I’ve reached the point in a cold at which I don’t know whether to laugh or cry. I actually found myself researching the inventor of Kleenex, which apparently had their origins in 17th Century Japan. Who knew?
My mother raised her daughters to use handkerchiefs but this cold has surpassed my willingness to launder even my extensive supply. I’m carrying a tissue box from room to room. I’ve taken a hot shower, read a decent but unchallenging police procedural, consumed crackers and hot tea multiple times, and slept on the world’s least comfortable couch under the soft blanket that Jennie Taggart Wandfluh gave me for Christmas.

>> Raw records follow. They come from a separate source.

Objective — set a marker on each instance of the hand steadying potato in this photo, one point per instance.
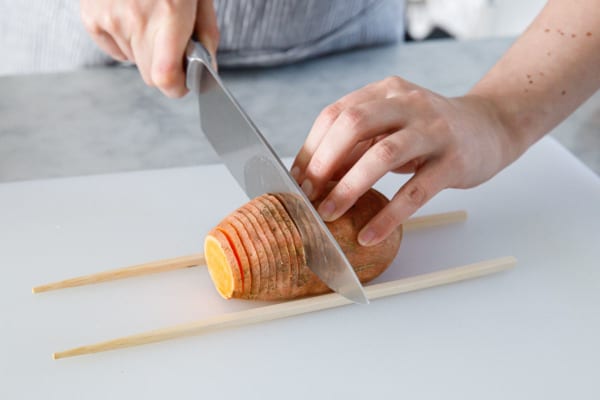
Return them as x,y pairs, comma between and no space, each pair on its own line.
396,126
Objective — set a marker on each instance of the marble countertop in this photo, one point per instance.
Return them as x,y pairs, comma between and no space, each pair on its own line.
106,120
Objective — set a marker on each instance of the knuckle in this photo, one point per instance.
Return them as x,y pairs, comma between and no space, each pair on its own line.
345,190
440,124
416,194
386,151
332,112
110,23
394,83
352,118
166,76
418,97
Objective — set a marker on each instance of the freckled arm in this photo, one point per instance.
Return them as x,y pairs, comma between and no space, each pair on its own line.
551,69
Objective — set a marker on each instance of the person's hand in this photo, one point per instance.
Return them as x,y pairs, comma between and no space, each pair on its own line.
394,125
153,34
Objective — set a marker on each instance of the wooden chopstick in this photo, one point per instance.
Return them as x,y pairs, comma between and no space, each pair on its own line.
296,307
171,264
127,272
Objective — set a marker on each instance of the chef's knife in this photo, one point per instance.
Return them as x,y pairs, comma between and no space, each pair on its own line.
258,170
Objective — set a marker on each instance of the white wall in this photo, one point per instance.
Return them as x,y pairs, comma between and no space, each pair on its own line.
467,19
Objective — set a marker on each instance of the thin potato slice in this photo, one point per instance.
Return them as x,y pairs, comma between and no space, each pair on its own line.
286,226
261,254
272,245
248,245
265,265
282,240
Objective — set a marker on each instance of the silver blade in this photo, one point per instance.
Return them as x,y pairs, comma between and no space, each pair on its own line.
258,170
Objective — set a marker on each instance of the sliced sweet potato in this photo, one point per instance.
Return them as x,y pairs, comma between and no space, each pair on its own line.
283,267
260,258
275,288
250,274
260,237
279,250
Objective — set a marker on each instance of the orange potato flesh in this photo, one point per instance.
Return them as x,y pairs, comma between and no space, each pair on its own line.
221,262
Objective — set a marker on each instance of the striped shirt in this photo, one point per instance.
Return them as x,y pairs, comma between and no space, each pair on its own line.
48,35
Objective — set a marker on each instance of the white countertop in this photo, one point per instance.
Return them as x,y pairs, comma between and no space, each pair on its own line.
524,334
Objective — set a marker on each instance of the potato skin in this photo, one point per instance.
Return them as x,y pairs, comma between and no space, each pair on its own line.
368,262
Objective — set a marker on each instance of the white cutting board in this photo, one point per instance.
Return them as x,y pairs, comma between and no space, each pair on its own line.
529,333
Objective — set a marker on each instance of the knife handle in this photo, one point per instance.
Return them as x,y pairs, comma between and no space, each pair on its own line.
197,59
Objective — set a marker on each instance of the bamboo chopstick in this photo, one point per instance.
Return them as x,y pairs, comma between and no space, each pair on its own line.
171,264
296,307
127,272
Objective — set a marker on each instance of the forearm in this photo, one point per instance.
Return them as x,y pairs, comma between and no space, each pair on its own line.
547,73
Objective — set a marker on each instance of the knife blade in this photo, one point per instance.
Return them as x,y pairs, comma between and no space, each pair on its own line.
258,170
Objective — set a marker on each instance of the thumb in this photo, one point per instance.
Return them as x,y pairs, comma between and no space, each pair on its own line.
207,29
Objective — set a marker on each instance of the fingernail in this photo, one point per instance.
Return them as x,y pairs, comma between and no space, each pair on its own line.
307,187
295,173
366,237
327,209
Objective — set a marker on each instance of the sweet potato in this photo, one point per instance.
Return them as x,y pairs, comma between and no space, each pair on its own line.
257,253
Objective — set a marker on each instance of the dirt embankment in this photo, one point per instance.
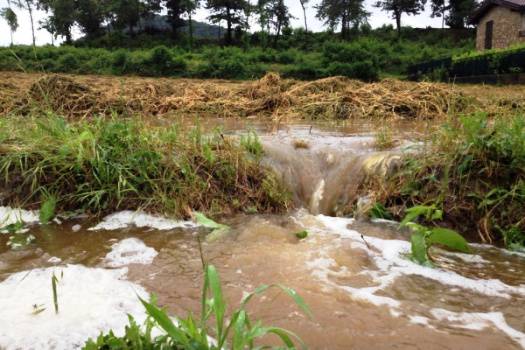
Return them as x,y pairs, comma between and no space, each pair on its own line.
271,96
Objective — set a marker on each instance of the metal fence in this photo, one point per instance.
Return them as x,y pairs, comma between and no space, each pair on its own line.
492,64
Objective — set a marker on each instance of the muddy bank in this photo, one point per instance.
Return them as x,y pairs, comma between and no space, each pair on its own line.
102,165
271,96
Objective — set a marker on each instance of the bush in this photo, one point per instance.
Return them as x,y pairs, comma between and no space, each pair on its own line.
68,63
362,70
475,171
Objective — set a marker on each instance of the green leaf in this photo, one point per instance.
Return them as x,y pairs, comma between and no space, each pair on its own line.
302,234
47,210
448,238
419,248
165,322
207,222
378,211
219,305
54,282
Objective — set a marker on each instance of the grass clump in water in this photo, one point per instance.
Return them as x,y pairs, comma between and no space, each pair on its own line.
236,332
474,169
106,164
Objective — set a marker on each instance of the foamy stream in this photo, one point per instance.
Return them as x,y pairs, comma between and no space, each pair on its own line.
363,290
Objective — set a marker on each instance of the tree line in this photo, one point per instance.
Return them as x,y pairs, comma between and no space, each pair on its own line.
95,18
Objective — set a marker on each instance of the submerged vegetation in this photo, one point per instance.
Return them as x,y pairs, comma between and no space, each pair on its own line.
474,172
423,238
236,332
104,164
299,56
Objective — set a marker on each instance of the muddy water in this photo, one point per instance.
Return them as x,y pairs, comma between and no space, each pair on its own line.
363,291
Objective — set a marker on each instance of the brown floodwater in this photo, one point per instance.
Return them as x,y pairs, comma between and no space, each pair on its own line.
363,292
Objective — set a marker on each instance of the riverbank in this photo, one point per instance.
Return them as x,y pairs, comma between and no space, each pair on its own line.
271,97
473,169
105,164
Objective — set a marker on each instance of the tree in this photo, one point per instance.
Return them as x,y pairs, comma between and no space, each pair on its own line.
29,5
176,8
190,7
273,14
62,18
126,13
303,6
346,13
234,12
279,17
90,14
9,16
459,12
439,9
398,7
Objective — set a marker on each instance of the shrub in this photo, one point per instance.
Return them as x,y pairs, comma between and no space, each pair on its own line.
68,63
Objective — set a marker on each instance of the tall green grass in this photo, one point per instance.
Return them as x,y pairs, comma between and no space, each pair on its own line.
105,164
213,330
365,58
473,170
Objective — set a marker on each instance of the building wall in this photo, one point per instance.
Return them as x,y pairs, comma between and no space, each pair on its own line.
507,27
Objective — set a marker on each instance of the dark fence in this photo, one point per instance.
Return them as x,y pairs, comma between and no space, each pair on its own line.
492,64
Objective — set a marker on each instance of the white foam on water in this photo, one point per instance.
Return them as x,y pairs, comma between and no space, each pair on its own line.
91,300
127,218
468,258
390,258
10,216
130,251
422,320
479,321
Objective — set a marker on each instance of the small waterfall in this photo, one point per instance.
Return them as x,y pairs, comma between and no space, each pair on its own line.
324,172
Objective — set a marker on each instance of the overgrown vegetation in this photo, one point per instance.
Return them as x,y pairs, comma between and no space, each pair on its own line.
366,58
236,332
423,237
474,171
473,63
271,96
106,164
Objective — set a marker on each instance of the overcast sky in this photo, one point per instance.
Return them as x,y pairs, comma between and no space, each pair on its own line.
377,19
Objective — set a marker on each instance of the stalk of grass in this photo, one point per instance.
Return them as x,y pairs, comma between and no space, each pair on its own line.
54,282
106,164
474,169
238,333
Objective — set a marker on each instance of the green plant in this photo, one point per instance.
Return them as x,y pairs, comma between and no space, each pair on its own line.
301,234
54,283
378,211
236,333
47,209
384,139
251,143
423,238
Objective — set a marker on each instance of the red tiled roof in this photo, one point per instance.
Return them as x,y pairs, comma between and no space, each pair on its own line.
518,5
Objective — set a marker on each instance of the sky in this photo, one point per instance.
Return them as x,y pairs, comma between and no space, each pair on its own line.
376,19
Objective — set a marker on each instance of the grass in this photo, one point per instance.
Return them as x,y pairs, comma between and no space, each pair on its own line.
235,332
383,139
474,171
107,164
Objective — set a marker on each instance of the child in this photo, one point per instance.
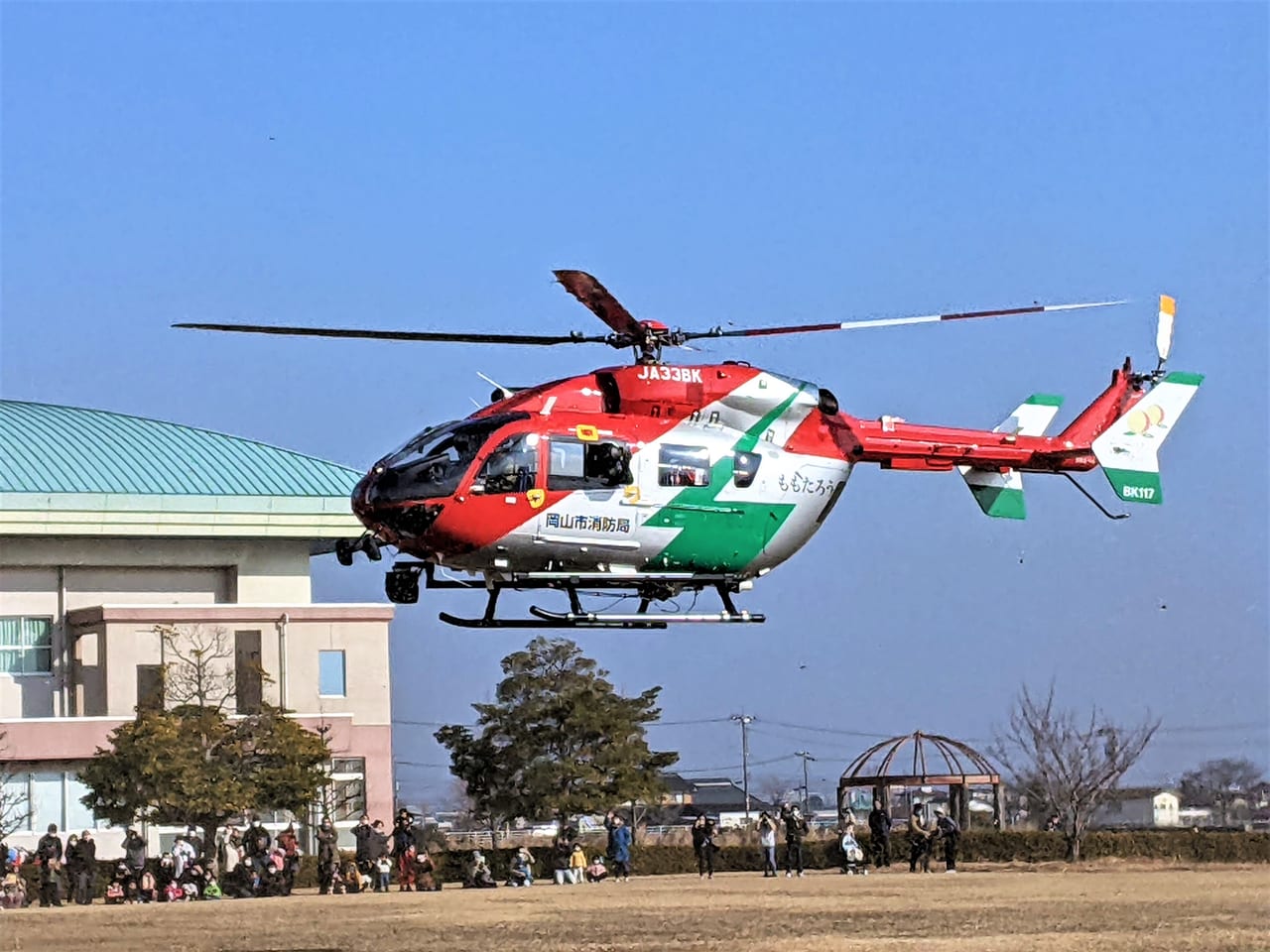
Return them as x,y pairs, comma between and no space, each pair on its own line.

The dog doesn’t know what to make of my constant hacking. She casts a baleful eye in my direction when I sneeze. I’m out of juice and discovered that I have no idea what vegetarians do instead of chicken noodle soup.
I’ve watched ten Beat Bobby Flay re-runs and hit the “like” button on all of my friends’ posts on Facebook. I stood outside for ten minutes breathing cold winter air, huddled in a purple robe, my feet encased in the slippers that my son bought me for Christmas last year. I videographed the flags that my neighbor installed for me, replacing the broken brackets. I talked to my sister on the phone for a hot second, between coughs and sneezes.
The day draws to a close. I tell myself, It’s only a cold. Sunday looms; and afterwards, another brutal work-week. But I’m not complaining. I saw the sunrise. I got no bad news today. I survived. I even found the energy to make fun of myself over a few little foibles that I had forgotten I had, like not being able to drink tea that isn’t scalding hot and preferring to be alone in my misery when I’m sick.
But thank you, Angie, Jenny, and, via Jenny, Kurt for the offers of help. It’s nice to know you’d be there if I need anything. To be honest with you, what I need is the ability to reclaim my sense of humor on a permanent basis, and that healing I have to do for myself. A couple of days of forced solitude might give me a long overdue boost.
It’s the fourth day of the thirty-eighth month of My Year Without Complaining. Life continues.